Hicimos muchas veces este acto que les cuento y que, ahora contado, me da cierta vergüenza. Parece ridículo, mínimo, insignificante. Pero entonces yo lo veía como una hazaña, lo vivía con una excitación tal que me cuesta describirlo sin sonrojarme. Lo que entiendo que hacíamos era dar testimonio de que no estábamos de acuerdo con la dictadura, y eso era todo. Pero, al mismo tiempo, era mucho.

Y también, al mismo tiempo, era decepcionante: los pasajeros del colectivo clavaban la vista en el asiento de adelante y no emitían palabra. Jamás agarraron voluntariamente algún “material”; si acaso los aceptaban, mansos, sobre su regazo, donde él y yo los dejábamos mientras ella hablaba, sin tocarlos, como si de una araña pollito o de una yarará se tratara, evolucionando allí sobre sus piernas. Estoy seguro de que nadie leía nada y de que los dejaban en el asiento del bondi antes de bajar… ¿Quién hubiera querido correr algún riesgo?

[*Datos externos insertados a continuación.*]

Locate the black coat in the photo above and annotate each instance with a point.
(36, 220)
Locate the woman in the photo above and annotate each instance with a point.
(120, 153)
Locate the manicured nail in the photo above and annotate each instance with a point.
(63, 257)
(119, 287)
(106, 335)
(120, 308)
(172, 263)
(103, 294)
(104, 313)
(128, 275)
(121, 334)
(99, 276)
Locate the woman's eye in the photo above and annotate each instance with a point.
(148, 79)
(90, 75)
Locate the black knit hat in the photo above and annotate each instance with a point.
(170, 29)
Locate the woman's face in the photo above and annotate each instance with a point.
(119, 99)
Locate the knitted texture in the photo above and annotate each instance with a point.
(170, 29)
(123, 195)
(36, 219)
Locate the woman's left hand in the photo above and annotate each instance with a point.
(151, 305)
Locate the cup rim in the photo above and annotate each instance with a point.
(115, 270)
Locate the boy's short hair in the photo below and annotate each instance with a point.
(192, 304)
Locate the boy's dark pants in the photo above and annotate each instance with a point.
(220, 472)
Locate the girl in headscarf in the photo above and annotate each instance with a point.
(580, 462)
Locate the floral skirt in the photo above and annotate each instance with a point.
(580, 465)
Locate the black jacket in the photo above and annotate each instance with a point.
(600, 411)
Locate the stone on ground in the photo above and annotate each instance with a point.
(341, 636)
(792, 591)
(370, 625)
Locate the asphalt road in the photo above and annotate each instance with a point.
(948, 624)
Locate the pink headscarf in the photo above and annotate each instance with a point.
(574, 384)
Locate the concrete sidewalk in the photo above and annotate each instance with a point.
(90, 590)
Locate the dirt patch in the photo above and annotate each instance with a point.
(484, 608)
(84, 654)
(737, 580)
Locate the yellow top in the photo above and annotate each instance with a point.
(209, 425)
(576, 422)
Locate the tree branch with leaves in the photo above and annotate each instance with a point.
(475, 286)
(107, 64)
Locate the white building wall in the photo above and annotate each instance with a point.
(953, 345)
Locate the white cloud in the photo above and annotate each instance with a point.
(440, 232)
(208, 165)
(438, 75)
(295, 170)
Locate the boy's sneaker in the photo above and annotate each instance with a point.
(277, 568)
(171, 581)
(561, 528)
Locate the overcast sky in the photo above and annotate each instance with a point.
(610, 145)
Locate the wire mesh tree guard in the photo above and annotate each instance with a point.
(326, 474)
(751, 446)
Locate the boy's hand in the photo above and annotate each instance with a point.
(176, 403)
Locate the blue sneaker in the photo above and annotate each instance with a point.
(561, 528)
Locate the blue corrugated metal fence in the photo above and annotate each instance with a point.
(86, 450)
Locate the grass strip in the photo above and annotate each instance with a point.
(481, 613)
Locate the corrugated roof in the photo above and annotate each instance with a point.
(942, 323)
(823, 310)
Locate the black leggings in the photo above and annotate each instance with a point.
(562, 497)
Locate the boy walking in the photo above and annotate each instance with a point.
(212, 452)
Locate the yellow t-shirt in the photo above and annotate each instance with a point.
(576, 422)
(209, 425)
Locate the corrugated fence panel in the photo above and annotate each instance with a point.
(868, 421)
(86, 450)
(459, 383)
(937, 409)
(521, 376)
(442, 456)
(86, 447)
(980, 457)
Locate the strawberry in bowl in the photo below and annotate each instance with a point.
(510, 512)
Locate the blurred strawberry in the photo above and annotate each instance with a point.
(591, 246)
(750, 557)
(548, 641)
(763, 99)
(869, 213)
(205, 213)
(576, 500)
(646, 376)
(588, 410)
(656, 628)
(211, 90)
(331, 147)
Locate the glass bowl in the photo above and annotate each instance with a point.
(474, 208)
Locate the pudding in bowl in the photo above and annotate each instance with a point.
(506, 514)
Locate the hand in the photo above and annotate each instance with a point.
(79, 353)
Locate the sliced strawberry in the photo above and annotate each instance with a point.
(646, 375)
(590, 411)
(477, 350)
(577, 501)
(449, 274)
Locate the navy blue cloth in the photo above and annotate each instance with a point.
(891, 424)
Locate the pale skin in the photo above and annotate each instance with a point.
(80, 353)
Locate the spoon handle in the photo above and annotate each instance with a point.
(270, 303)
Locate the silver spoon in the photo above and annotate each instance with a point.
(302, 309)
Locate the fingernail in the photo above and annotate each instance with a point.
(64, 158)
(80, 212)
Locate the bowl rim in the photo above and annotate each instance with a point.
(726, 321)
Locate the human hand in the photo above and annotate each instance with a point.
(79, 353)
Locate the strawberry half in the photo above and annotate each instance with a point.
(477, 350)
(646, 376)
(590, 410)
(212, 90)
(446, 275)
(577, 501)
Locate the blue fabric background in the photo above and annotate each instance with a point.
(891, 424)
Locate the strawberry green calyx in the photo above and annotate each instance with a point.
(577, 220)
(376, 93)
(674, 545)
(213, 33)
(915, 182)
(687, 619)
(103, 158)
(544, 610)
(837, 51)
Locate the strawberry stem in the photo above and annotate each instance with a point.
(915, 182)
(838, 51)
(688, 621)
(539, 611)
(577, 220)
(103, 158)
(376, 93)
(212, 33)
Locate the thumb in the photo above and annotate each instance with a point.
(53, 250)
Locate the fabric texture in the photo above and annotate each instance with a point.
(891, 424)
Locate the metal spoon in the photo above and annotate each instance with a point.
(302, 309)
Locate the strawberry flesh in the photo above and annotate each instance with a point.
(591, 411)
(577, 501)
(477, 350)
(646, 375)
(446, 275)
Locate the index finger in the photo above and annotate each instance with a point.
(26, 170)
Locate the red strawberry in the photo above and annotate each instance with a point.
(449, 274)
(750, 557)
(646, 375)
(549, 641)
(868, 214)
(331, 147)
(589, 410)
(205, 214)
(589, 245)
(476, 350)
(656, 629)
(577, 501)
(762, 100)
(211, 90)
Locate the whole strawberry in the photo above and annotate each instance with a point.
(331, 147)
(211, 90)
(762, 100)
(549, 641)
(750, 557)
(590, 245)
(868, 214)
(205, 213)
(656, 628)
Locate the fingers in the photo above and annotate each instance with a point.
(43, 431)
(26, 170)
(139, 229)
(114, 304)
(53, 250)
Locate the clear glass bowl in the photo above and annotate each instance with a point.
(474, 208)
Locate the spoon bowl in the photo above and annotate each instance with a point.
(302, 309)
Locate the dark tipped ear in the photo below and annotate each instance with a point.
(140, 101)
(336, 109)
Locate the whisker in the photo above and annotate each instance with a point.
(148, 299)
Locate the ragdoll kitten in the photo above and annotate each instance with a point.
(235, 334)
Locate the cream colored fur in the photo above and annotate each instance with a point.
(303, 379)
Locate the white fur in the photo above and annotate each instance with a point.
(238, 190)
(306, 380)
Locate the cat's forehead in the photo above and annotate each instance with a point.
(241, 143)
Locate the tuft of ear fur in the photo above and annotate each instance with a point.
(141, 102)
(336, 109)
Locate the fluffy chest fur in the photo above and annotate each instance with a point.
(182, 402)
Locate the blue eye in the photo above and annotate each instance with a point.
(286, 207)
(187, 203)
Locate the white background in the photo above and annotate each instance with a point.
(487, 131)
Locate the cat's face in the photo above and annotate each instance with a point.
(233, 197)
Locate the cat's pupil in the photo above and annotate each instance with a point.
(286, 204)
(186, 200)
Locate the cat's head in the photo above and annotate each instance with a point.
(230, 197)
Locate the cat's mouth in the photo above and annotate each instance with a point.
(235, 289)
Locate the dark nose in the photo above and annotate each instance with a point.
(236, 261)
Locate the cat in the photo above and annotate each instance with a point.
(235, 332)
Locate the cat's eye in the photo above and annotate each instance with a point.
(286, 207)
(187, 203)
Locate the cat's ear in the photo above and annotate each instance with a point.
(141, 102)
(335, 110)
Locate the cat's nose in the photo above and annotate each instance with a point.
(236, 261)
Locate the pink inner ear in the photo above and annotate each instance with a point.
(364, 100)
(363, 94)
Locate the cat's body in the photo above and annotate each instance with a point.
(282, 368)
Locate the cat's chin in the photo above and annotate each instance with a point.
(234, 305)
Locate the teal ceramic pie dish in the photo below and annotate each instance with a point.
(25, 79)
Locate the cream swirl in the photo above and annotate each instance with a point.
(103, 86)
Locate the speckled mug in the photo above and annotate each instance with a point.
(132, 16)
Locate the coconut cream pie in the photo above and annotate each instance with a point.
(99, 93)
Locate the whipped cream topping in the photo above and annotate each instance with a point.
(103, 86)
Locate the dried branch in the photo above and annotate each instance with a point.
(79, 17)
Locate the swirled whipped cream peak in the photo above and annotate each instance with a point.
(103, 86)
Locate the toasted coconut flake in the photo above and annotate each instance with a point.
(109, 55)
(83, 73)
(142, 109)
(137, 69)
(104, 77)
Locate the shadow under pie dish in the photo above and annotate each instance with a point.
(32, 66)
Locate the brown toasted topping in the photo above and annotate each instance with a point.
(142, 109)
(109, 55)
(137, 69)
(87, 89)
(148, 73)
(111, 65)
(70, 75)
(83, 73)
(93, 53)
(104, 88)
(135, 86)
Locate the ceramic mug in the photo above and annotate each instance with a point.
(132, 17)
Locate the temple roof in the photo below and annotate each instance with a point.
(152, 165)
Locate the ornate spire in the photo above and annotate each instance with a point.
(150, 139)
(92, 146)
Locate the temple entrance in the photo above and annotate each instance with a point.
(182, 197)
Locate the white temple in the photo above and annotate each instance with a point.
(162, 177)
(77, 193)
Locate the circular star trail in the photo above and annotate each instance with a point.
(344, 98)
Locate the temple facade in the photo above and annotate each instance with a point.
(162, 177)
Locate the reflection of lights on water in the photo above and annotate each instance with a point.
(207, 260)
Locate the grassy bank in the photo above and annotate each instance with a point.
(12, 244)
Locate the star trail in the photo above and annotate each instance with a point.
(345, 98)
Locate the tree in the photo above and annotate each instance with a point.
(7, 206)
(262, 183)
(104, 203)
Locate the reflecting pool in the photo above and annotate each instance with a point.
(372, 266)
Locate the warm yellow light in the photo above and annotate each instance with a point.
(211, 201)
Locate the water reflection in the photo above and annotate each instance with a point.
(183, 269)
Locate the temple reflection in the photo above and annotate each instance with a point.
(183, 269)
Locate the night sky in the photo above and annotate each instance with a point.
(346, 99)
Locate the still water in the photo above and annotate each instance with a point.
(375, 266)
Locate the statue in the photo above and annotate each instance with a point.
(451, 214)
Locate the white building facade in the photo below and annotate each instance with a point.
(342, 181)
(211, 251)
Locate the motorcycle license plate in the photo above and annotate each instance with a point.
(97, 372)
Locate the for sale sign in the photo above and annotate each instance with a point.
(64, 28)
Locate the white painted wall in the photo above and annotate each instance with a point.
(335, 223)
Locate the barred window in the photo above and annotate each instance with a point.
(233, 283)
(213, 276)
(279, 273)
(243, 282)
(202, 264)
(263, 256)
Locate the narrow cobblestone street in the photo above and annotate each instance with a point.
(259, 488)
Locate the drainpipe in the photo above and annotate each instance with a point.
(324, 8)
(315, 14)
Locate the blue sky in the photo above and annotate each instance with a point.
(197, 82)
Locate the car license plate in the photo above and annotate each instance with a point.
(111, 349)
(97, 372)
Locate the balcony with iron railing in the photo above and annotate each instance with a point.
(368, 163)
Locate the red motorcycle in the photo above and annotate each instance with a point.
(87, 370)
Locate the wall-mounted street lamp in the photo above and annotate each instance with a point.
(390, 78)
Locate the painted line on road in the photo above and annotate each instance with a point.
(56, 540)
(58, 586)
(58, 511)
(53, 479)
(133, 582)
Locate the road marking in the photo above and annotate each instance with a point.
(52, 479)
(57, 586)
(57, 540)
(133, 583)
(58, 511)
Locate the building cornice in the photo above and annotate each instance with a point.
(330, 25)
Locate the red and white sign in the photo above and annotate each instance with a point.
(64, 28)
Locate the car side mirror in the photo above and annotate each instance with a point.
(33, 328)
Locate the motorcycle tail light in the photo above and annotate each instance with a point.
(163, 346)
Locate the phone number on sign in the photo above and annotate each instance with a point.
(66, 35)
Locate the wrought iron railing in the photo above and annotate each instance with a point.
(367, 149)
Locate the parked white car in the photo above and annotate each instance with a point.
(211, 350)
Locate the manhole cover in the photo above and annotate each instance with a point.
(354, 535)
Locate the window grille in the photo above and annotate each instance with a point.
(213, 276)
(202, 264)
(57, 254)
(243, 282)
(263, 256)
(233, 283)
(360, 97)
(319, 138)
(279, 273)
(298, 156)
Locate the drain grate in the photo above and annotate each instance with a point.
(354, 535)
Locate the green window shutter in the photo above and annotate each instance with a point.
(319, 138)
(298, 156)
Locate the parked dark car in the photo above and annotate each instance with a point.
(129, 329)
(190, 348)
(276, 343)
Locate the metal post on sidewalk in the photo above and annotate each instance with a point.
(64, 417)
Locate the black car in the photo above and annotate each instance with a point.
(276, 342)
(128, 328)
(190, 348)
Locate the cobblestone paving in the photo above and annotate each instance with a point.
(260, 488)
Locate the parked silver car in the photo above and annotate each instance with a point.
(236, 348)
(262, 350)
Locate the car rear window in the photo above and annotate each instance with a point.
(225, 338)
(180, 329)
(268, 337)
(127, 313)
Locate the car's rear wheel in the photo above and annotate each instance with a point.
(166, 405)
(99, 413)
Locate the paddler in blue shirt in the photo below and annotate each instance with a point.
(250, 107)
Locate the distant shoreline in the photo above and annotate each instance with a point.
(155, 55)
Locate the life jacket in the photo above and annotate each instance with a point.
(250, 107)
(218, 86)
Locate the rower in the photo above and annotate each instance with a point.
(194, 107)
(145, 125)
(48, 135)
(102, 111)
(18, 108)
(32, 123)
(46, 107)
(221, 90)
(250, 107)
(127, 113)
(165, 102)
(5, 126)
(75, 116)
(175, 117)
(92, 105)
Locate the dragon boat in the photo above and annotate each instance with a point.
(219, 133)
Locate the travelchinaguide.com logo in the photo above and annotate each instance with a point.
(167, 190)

Para surfear la decepción que sentíamos ante la ausencia de una mínima empatía de los pasajeros del 124 –porque no la hubo jamás de ninguno de los pasajeros, y quiero ser claro: de ni uno solo de los fucking pasajeros, durante las muchas veces que repetimos la misma performance–, que, para mí entonces, y también para mí ahora, de algún modo representaban a la sociedad en la que vivíamos, era necesario estar muy convencido de la justeza de lo que hacíamos…

Yo lo estaba.

Pero la sensación que he recuperado, a mi pesar, más de cuarenta años después, es la de predicar, como se dice, en el desierto. En aquel entonces tenía convicción, esperanza y una ambigua fe en el futuro. Hoy, solo tristeza.